Sugar Alternatives: The New Sweet Spot
Alternatives to sugar and sweeteners are not a recent phenomenon. Attempts to create substitutes for sugar began way back in the 1800s, with substances such as Saccharine, Stevia etc. The main technological objective of sugar alternatives is to cut down on calories while retaining sensorial similarity to natural sugar. Historically, any advancement in the Sugar Alternative Technology spectrum is followed by a Regulatory Halt (based on safety), followed by Clearance (based on Industrial Leverage).
Besides natural sweeteners, synthetic sweeteners are getting popular due to:
- High sweetness values (compared to sucrose)
- Versatility of use across multiple end-use products
- Price per sweetness (compared to traditional sugars) makes most sweeteners more cost-effective compared to traditional sugars
While mass produced sweeteners mentioned above are gaining popularity with a wide range of users, global manufacturers such as Nestlé and Cadbury (Mondelez) have also completed their own R&D and innovation on sweeteners, and have managed to reduce the sugar content by up to 30 percent in sugar critical categories such as chocolates and confectionaries.
Examples of such innovation include Nestlé’s Milkybar Wowsomes with 30 percent less sugar (13) and Cadbury’s Dairy Milk 30 percent less sugar variant (14). In the beverage industry, Coca Cola launched its patented Stevia sweetened No Sugar variant in New Zealand.

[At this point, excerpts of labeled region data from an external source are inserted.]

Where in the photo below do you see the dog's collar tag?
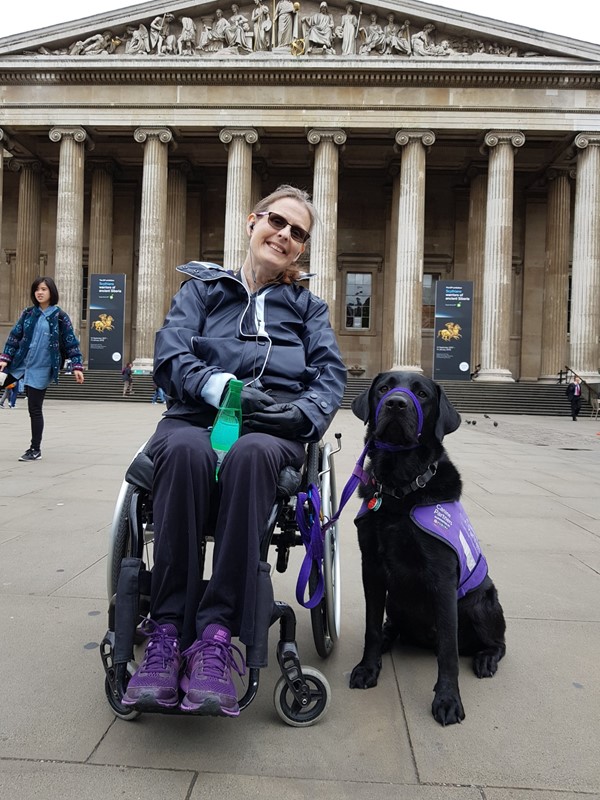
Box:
[367,493,381,511]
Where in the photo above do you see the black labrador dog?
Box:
[350,372,506,725]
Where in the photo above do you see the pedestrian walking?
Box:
[0,277,84,461]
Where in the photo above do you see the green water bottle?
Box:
[210,380,244,478]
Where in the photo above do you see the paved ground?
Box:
[0,400,600,800]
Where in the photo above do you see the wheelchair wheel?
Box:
[106,442,153,602]
[106,481,138,600]
[307,444,341,658]
[104,664,141,722]
[273,667,331,728]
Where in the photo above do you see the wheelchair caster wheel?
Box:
[104,664,141,722]
[273,667,331,728]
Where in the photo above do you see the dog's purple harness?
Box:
[296,386,426,608]
[410,500,487,600]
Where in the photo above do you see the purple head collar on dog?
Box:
[373,386,423,452]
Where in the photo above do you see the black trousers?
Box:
[150,417,304,647]
[25,385,46,450]
[571,395,581,419]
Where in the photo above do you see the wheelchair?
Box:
[100,433,341,727]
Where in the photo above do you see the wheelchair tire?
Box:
[107,481,137,601]
[273,667,331,728]
[104,664,141,722]
[307,444,341,658]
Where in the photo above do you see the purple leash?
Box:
[296,387,423,608]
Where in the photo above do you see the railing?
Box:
[558,366,600,408]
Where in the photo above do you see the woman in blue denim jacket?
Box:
[0,277,83,461]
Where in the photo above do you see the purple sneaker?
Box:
[121,619,181,711]
[181,625,246,717]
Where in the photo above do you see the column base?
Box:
[575,370,600,383]
[538,372,564,385]
[133,358,154,375]
[473,368,515,383]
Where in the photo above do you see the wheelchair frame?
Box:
[100,434,341,727]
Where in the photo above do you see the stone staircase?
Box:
[46,370,592,417]
[342,377,592,417]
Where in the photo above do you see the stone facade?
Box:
[0,0,600,381]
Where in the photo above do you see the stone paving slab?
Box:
[0,401,600,800]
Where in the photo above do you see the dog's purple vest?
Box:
[410,501,487,599]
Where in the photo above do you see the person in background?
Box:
[0,381,19,408]
[122,185,346,717]
[566,375,581,422]
[0,277,84,461]
[151,383,165,404]
[121,361,133,397]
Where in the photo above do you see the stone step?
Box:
[47,370,592,417]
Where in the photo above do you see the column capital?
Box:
[395,128,435,147]
[573,131,600,150]
[48,125,96,150]
[219,128,258,145]
[133,127,173,144]
[483,131,525,147]
[306,128,348,146]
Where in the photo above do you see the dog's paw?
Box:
[473,647,505,678]
[350,662,381,689]
[431,691,465,726]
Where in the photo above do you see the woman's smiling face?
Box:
[249,197,311,277]
[35,281,50,308]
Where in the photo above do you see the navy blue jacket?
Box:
[154,261,346,441]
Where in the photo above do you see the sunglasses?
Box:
[256,211,310,244]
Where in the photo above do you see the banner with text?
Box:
[433,281,473,381]
[88,274,125,370]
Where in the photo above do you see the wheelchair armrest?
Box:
[277,466,302,500]
[125,452,154,492]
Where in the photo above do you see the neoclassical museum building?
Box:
[0,0,600,382]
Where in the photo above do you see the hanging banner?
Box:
[433,281,473,381]
[88,274,125,371]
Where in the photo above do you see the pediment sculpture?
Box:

Sugar Alternatives: Challenges and Current Developments
Despite global examples and success stories of sugar replacement by sweeteners, the wide scale adoption of sweeteners is limited due to challenges.
Sugars vs. Sweeteners: The Road Ahead
In conclusion, with the global movement against sugar to label it as a major health liability similar to tobacco, the pressure on sugar consumption will continue to increase as WHO on-boards and mandates more and more countries to align its efforts in reducing sugar consumption.
The sugar industry is by no means expected to allow these changes without a pushback. Major sugar manufacturers in the taxed countries have already started efforts to highlight the ill-effects of sugar tax on economy and employment, while approaching end users to advocate the technical benefits that sugar provides in the form of structural stability and ease of formulation.
Manufacturers, however, are forced to operate based on consumer sentiment and regulatory conditions and global manufacturers like Nestlé, Cadbury (Mondelez), Coca Cola, PepsiCo have already started converting their portfolios to factor in a larger share of “Sugar Free” and “Without Added Sugar” products.
This is expected to usher in a new wave of products into the market which are going to utilize less and less sugar, and will join the global market wave of health and wellness foods becoming a part of the mainstream food market. It is advisable for any sweetened product manufacturer to pre-empt these changes before they are mandated and start their efforts to make their product portfolio future-ready on a proactive basis rather than on reactive basis.